Il tecnico vede i numeri, il politico deve vedere le persone. La storia degli “esodati” da questo punto di vista è emblematica. Non è il numero che fa il problema, ma la gravità delle sue conseguenze umane. Diversi lavoratori con accordi precisi avevano concordato la loro uscita dal posto di lavoro. Non lo avevano chiesto loro, non avevano in maniera illegittima conquistato un diritto, non avevano estorto qualcosa, minacciato qualcuno a mano armata. Era una soluzione concordata, realizzata sulla base di norme vigenti. E’ stata improvvisamente cancellata.
Il Governo dei tecnici aveva creato molte aspettative. Ha operato bene all’inizio. Via via ha imboccato una strada sbagliata. Molto autolesionismo. E’ scomparsa dall’Agenda l’equità, si è rinviato lo sviluppo, il risanamento rischia di essere effimero.

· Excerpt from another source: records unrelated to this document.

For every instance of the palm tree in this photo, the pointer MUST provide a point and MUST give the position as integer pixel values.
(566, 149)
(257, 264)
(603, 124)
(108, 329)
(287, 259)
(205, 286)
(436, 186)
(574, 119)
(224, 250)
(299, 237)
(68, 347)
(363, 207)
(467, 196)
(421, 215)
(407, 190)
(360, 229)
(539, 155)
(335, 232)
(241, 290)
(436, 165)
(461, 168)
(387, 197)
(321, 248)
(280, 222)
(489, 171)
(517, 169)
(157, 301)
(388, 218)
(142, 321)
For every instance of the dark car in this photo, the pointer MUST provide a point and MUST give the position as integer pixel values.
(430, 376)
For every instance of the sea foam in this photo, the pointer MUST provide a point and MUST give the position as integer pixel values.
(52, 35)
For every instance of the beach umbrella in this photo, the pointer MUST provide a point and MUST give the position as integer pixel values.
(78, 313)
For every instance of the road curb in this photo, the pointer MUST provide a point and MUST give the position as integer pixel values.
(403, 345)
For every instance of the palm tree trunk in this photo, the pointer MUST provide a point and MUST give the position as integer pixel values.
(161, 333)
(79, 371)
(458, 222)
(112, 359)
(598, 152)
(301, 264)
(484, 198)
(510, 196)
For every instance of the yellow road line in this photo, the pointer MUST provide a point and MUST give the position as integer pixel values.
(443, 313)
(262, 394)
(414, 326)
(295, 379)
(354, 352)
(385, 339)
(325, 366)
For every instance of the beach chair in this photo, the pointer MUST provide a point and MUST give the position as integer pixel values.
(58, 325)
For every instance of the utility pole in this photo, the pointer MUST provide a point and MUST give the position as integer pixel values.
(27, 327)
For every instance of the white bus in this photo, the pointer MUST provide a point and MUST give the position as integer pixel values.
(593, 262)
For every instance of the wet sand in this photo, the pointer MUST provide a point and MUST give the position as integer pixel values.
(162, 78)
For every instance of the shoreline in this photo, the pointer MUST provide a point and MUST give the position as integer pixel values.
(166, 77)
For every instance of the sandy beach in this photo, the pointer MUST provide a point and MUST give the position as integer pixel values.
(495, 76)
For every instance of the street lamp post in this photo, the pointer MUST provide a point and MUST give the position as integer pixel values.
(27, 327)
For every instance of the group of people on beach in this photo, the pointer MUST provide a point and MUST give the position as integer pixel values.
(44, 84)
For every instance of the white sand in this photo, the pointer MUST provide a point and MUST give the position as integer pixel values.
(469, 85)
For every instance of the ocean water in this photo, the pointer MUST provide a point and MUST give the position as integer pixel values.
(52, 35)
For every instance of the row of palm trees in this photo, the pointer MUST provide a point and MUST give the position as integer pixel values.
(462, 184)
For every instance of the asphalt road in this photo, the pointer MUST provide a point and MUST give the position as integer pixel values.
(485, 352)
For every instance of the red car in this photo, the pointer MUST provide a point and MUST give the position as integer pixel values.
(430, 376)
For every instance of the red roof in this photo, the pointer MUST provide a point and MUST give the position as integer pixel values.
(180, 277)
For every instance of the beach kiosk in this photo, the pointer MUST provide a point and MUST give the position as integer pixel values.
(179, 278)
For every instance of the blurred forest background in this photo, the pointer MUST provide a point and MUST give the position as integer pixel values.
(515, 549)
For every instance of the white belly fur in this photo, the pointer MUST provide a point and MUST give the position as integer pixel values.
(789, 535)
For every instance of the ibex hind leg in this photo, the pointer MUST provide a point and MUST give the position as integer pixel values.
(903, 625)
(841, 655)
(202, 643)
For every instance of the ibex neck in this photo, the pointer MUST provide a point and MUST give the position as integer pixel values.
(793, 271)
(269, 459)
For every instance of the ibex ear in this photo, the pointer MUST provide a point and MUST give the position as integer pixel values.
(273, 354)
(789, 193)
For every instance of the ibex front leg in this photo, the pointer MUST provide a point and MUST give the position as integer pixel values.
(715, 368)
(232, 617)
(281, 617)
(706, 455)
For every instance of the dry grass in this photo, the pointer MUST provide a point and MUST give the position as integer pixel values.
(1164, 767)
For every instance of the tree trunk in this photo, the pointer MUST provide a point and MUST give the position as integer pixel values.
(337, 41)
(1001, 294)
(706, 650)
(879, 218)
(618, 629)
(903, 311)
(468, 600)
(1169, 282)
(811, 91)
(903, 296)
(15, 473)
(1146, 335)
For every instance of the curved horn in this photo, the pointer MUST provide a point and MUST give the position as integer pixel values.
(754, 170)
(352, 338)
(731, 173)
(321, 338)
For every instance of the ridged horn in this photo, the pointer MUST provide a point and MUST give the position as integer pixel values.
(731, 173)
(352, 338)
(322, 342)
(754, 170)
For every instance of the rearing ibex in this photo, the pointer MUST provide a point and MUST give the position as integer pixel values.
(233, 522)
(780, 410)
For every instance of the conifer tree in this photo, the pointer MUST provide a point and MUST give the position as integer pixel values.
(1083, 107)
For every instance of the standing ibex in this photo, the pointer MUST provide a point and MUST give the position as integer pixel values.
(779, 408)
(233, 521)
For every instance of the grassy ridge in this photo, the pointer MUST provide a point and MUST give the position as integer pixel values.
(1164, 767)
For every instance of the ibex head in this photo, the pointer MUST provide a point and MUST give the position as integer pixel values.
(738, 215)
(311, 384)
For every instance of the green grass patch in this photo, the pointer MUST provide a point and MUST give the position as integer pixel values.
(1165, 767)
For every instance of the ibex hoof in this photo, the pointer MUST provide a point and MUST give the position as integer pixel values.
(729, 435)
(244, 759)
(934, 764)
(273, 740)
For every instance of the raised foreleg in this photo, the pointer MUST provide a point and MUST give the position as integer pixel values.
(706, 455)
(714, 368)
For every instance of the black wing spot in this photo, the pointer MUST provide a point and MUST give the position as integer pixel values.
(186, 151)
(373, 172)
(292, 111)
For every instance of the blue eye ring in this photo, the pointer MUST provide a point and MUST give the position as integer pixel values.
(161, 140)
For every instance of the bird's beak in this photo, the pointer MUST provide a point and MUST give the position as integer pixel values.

“La persona istruita è fiera della sua conoscenza di nomi e di date, non quella di uomini e cose. Non pensa e non si interessa ai suoi vicini di casa, ma è al corrente degli usi e dei costumi della tribù e delle caste degli indù e dei tartari calmucchi. Riesce appena a trovare la via vicina alla sua, benché conosca le dimensioni esatte di Costantinopoli e di Pechino. Non è ancora riuscita a capire se il suo più vecchio conoscente è un mascalzone o uno sciocco, ma sa tenere una pomposa conferenza su tutti i principali personaggi della storia. Non sa dire se un soggetto è nero o bianco, tondo o quadrato, ma sa a menadito le leggi dell’ottica e le regole della prospettiva. Conosce le cose di cui parla, come un cieco i colori”. Parole profetiche che William Hazlitt scriveva nel suo libro “Sull’ignoranza delle persone colte” e altri saggi. Giudizi che ben si adattano a descrivere alcuni dei componenti del Governo “tecnico” che ha diretto il paese in questo scorcio di legislatura.
Giudizi che fanno riflettere. L’auspicio è che la politica, la buona politica, torni, con l’ausilio dei tecnici e con la collaborazione delle forze economiche e sociali (la concertazione), a realizzare riforme capaci di ricreare le condizioni dello sviluppo rafforzando con l’equità la coesione di tutte le istituzioni.